Relativamente à religião, embora não tenham sido recolhidos dados sistemáticos quanto às convicções e práticas religiosas dos habitantes de Couce, alguns entrevistados assumiram-se como católicos, as crianças são baptizadas e frequentam a catequese e os matrimónios são católicos. Excepção feita à D. Ana Almeida, que era uma católica diligente e que é, desde há nove anos, testemunha de Jeová. Esta mudança não parece ter causado perturbações na sua integração familiar ou social, vivendo cada um a sua fé. As entrevistas à população de Couce foram todas realizadas no local, junto às casas ou no campo, e a diferentes horas do dia, consoante a disponibilidade dos habitantes e a oportunidade. Quase todas foram realizadas sem marcação, imediatamente após a minha solicitação.

As entrevistas foram realizadas individualmente, excepto em dois casos, em que as circunstâncias propiciaram uma entrevista comum a duas pessoas. A maior parte dos habitantes tinha um comportamento discreto e deixava os entrevistados a sós. Foram poucas as situações em que estiveram presentes outras pessoas para além dos entrevistados e, quando isso aconteceu, raramente intervieram, embora a sua presença não fosse indiferente. A maior parte das entrevistas foi curta, durando apenas alguns minutos; apenas em três casos a entrevista demorou cerca de meia hora.

Três dos habitantes de Couce não chegaram a ser entrevistados, uma vez que, apesar de várias tentativas, não foi possível falar com eles, devido ao seu comportamento esquivo. Trata-se dos três filhos do mais idoso habitante da aldeia que vivem ainda na casa paterna. Houve, por outro lado, três entrevistados que não habitam efectivamente em Couce, mas que mudaram de casa para a povoação contígua há poucos anos e que continuam a fazer a maior parte da sua vida na aldeia - Vergílio Martins, irmão dos anteriormente referidos, que vem todos os dias a Couce tratar das pombas de concurso e dos cães de caça, e Ana Almeida e Adão Almeida, que cuidam da maioria das terras cultivadas, têm um rebanho de cabras e uma casa na aldeia. Pelo menos um dos membros do casal desloca-se diariamente a Couce para roçar mato, andar com o gado

V - Investigação Empírica

ou tratar das culturas agrícolas. Por razões de comodidade da análise, foram considerados pertencentes às famílias nucleares mais próximas.

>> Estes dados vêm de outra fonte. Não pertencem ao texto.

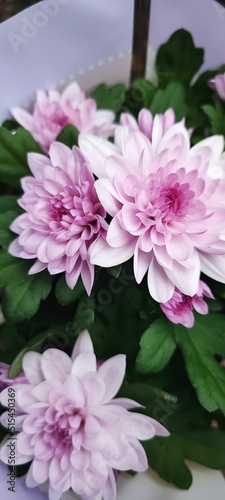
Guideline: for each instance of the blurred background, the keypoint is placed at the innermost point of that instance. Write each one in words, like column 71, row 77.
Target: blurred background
column 9, row 8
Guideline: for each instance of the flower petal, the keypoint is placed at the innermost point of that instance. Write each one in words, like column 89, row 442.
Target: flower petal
column 112, row 372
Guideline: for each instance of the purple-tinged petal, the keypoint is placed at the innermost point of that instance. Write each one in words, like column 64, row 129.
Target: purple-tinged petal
column 112, row 372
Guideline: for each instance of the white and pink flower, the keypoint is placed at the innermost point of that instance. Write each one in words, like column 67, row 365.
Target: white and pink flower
column 5, row 381
column 179, row 309
column 146, row 123
column 63, row 215
column 167, row 206
column 53, row 111
column 71, row 426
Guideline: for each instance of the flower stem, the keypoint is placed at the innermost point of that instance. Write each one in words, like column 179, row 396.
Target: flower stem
column 140, row 38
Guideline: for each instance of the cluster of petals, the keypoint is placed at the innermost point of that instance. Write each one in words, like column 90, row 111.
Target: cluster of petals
column 63, row 215
column 167, row 204
column 179, row 309
column 5, row 381
column 71, row 426
column 146, row 123
column 218, row 84
column 53, row 111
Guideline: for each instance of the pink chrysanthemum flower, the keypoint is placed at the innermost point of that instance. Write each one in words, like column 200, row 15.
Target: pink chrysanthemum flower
column 179, row 309
column 63, row 215
column 146, row 123
column 218, row 84
column 5, row 381
column 71, row 427
column 167, row 206
column 52, row 111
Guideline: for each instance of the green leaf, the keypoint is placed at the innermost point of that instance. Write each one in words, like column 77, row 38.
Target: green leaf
column 109, row 97
column 114, row 271
column 84, row 317
column 69, row 136
column 148, row 396
column 65, row 295
column 216, row 116
column 168, row 462
column 10, row 125
column 142, row 89
column 9, row 203
column 13, row 155
column 173, row 96
column 34, row 344
column 12, row 341
column 23, row 293
column 198, row 346
column 178, row 59
column 6, row 236
column 157, row 347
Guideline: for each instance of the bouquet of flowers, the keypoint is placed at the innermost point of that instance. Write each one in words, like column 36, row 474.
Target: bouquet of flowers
column 112, row 272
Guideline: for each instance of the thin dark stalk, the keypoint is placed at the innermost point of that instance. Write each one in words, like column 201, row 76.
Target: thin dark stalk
column 140, row 38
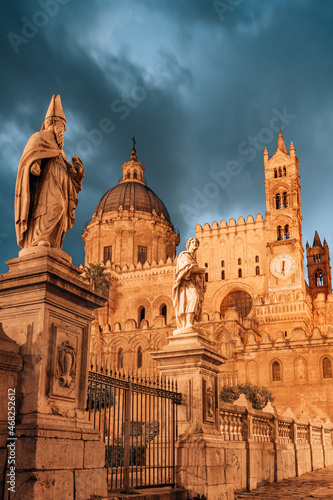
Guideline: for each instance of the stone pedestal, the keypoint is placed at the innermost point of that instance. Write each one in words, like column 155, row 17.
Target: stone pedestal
column 201, row 464
column 47, row 310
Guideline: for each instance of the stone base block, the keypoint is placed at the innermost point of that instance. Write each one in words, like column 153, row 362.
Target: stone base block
column 46, row 485
column 43, row 453
column 90, row 483
column 211, row 466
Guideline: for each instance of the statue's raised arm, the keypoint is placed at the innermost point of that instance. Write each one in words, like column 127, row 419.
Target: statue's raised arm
column 47, row 184
column 188, row 289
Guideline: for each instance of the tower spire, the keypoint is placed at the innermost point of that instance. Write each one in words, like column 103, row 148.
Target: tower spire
column 316, row 240
column 281, row 145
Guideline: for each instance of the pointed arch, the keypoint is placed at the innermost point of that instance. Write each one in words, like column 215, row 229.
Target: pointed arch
column 276, row 370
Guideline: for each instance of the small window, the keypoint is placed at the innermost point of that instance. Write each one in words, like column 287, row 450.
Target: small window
column 277, row 201
column 279, row 233
column 286, row 233
column 163, row 311
column 107, row 254
column 139, row 357
column 142, row 254
column 327, row 368
column 276, row 371
column 319, row 279
column 120, row 359
column 142, row 314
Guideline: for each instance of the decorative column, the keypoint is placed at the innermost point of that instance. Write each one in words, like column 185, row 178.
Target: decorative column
column 47, row 310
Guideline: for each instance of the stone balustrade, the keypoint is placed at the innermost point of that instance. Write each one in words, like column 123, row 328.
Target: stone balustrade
column 267, row 447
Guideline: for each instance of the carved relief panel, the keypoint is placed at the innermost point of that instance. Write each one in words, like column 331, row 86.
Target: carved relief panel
column 65, row 362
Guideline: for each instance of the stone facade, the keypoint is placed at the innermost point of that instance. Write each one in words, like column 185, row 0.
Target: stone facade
column 259, row 312
column 46, row 313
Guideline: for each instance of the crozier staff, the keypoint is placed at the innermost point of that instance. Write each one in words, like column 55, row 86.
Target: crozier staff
column 188, row 289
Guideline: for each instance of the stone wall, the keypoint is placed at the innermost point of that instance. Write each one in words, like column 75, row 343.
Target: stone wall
column 261, row 447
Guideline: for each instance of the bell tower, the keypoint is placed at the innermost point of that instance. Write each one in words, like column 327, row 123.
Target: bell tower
column 283, row 217
column 319, row 268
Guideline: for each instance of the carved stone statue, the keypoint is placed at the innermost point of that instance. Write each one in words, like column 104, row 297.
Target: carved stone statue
column 188, row 289
column 47, row 184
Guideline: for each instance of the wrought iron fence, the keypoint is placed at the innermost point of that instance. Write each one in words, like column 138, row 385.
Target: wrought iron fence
column 137, row 417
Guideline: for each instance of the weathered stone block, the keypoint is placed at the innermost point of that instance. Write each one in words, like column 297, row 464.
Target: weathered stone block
column 90, row 482
column 94, row 454
column 43, row 453
column 44, row 485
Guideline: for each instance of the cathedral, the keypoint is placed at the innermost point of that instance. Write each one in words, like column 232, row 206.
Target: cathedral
column 274, row 328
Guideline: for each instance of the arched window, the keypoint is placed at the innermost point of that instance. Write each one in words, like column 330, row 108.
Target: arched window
column 163, row 311
column 319, row 279
column 279, row 233
column 239, row 299
column 327, row 368
column 286, row 234
column 139, row 357
column 277, row 201
column 120, row 360
column 142, row 314
column 276, row 371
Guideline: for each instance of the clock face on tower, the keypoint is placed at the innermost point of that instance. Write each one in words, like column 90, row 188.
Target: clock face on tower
column 283, row 265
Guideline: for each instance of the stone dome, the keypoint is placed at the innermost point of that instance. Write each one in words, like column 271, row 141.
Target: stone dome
column 135, row 194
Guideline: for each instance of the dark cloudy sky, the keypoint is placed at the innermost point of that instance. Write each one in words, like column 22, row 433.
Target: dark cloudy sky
column 201, row 84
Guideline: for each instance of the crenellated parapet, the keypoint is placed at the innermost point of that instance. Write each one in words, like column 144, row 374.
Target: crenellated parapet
column 224, row 225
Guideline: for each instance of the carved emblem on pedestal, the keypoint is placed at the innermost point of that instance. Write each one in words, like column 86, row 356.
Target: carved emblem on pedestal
column 209, row 401
column 66, row 364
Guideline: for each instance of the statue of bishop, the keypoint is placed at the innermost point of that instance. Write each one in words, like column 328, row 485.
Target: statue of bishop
column 47, row 184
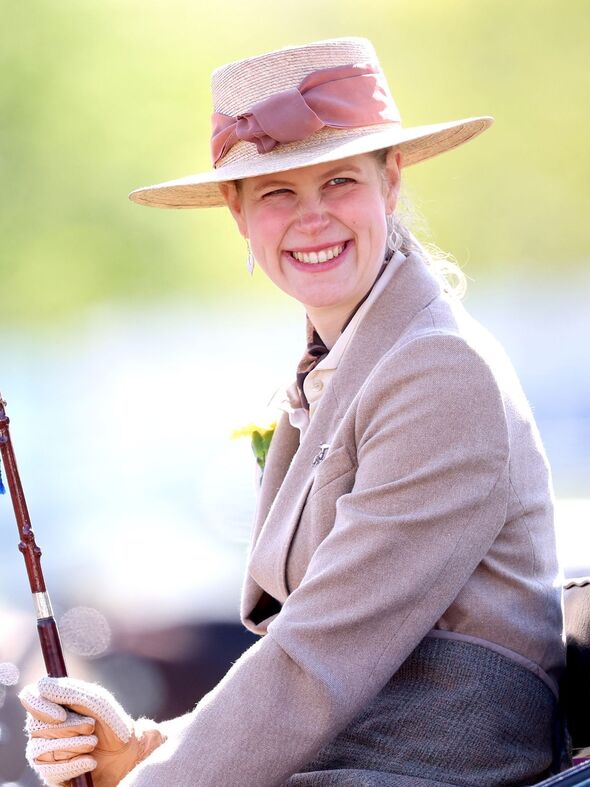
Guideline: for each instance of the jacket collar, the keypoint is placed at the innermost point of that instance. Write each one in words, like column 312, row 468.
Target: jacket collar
column 290, row 467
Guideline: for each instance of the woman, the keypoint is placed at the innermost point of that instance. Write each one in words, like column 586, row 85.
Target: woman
column 402, row 564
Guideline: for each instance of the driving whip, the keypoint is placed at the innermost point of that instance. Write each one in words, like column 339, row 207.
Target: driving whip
column 46, row 625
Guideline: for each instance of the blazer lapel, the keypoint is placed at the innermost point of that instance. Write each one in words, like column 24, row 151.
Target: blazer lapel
column 269, row 553
column 290, row 470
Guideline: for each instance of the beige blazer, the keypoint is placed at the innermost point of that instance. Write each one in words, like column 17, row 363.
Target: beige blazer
column 418, row 503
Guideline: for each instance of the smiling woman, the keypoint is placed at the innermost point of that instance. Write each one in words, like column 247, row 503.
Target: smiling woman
column 319, row 233
column 402, row 568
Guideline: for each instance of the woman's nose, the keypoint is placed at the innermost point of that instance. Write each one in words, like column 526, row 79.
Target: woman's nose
column 312, row 218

As fotografias mostradas nas entrevistas encontram-se reproduzidas nas Figuras 2, 3, 4 e 5, e a escolha das espécies - sapo-corredor (Bufo calamita), salamandra-de-pintas- amarelas (Salamandra salamandra), lagarto-de-água (Lacerta schreiberi) e cobra-de- água-de-colar (Natrix natrix) - baseou-se no facto de que estas espécies são comuns na região, e suscitam, em geral, vivas emoções na nossa sociedade ocidental.

Para além da identificação do entrevistado e da recolha de informações relativas à sua idade e ocupação, a entrevista obedeceu genericamente a um pequeno guião, elaborado previamente e baseado nas fotografias das espécies herpetológicas, que consistia nas seguintes questões:

Como se chama este animal? Toda a gente lhe chama assim? Costuma encontrar este animal?

O que faz quando o vê? O que é que sente? Porquê? O que é que estes animais fazem? Porque é que existem? O que devemos fazer em relação a eles?

Tratava-se de um guião de orientação geral, que não foi seguido rigorosamente. As primeiras questões eram repetidas para cada uma das quatro fotografias apresentadas e as últimas referem-se ao conjunto dos animais, sendo feitas no final da entrevista.